By Glynda C. Carr
In 1933, President Franklin Delano Roosevelt launched the tradition of assessing the first 100 days of new leadership when during a speech he offered it up as a good point for reflecting on the status of the newly implemented New Deal. The series of laws, which were quickly-passed under his new administration, aimed to end the Great Depression and get the country back on its feet. There is a parallel between the desperate mood of the country 88 years ago when Roosevelt took the reigns and when President Joe Biden took leadership this past January in the midst of an ongoing pandemic, a worsening economy and rising racial tensions. One major difference, however, is that there is now a long-overdue focus on the role of Black women in righting the ship.
Black women voters and political activists were on the frontline of the effort to elect President Biden and Vice President Kamala Harris–candidates who overcame long-held biases about age, gender and race to win their offices. As we assess the work of this historic leadership team at its 100 days mark, it’s also a good time to take a look at how–in light of their growing political influence and visibility–Black women are faring in our efforts to break glass ceilings, increase their presence among the ranks of political and civic leadership, and effect policy.
If recent political history has reminded us of any truth it’s that progress towards equity and justice doesn’t travel in a straight line. Black women’s efforts to diversify elected leadership have encountered significant resistance, and their achievements in one legislative branch have sometimes resulted in giving up ground in another. For example, Stacey Abram’s nearly successful bid for Georgia governor and Black women’s increased representation in Congress during the 2018 election triggered a rash of voter suppression bills. This year–following Black women’s historic gains as mayors, in the U.S. House and on the presidential ticket–legislative bodies in 47 states have introduced 361 bills aimed at curtailing the voter access measures that are frequently used by Black communities to cast their ballot. And while Black women crashed through a glass ceiling when Harris was sworn in as vice president this January, they are consequently now devoid of representation in the U.S. Senate.
Despite these challenges, Black women have made unprecedented gains in occupying elected positions and governmental appointments during the first 100 day of the new leadership that their votes helped to usher in. In addition to Harris’ historic breakthrough, Black women have again increased their numbers in the U.S. House of Representatives; eight Black women are currently serving as mayors of large cities, including Atlanta, Boston, St. Louis, San Francisco and Washington, DC; the most Black women ever are serving as cabinet and senior staff members in the presidential/vice presidential administration; and Biden has nominated three Black women to serve on the Federal Court of Appeals.

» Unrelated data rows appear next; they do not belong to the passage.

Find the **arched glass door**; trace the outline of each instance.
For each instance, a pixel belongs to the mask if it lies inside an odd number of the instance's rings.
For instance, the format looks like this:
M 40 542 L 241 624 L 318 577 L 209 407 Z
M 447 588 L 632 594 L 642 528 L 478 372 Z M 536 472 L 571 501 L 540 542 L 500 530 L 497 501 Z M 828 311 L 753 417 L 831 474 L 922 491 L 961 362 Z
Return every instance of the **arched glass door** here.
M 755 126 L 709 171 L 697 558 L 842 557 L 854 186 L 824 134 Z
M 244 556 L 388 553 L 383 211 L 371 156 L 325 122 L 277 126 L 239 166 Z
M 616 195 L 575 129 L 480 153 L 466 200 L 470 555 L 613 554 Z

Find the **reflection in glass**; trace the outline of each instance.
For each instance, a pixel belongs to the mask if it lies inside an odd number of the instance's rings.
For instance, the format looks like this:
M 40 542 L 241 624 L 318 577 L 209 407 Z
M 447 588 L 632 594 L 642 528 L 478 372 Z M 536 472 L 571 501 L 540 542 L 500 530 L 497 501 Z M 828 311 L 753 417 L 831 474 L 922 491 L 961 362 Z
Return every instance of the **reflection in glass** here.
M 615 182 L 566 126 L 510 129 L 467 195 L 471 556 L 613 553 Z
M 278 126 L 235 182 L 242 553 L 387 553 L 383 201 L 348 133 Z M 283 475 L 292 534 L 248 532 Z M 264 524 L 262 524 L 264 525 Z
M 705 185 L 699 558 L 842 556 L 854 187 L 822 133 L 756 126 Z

Assessing how Black women have fared in the first 100 days isn’t simply a matter of determining whether they’ve had increased opportunity to step into leadership roles. It’s also about whether they’ve been able to steady the ship during critical moments as well as advance policies and solutions that are reflective of what voters and communities want and need.
For years, Black women and their allies have argued that greater diversity in government brings not only representational parity but also more effective solutions.Today, we can see multiple ways that Black women’s increased political power is allowing them to show up in important ways. As vice president, Harris has advanced her quest to end disparities in Black women’s maternal health outcomes. She also has cast more early-term tie-breaking votes in the Senate than any other vice president, facilitating passage of bills to support the country’s recovery from the coronavirus pandemic and the confirmation of a defense-policy cabinet member. Now, she has been tasked with finding solutions to the nation’s border crisis, an issue that she previously took on as California Attorney General.
Black women’s leadership is showing up in other areas of government as well. In the wake of former police officer Derek Chauvin’s murder of another unarmed Black person, Rep. Karen Bass is leading the national effort to end police brutality through her sponsorship of the George Floyd Justice in Policing Bill H.R.7120 – 116th Congress (2019-2020): George Floyd Justice in Policing Act of 2020. New York Attorney General Leticia James and Fulton County, Georgia, District Attorney Fani Willis are pursuing their investigations into the Trump administration’s likely financial and election abuses despite a waning interest in the difficult work of holding the former president accountable. In New York City, newly appointed School Chancellor Meisha Porter is taking on the challenging job of dismantling intractable desegregation of the city’s public school system.
These recent gains are the result of years of work to make space for Black women’s voices and leadership. Still, some areas of leadership have remained elusive. No Black woman has served on the U.S. Supreme Court and their absence in the Senate means Black women and the issues they champion lack deeply informed representation in two of the federal government’s three branches. Additionally, no Black woman has ever served as governor. There are opportunities on the horizon to close these gaps, however, including a gubernatorial race in Virginia in 2021 and a possible run in 2022 by Stacey Abrams for Georgia governor. Black women are also eyeing possible Senate runs in.n Florida, North Carolina and Ohio, and Biden has committed to nominating a Black woman to the Supreme Court should the opportunity present itself.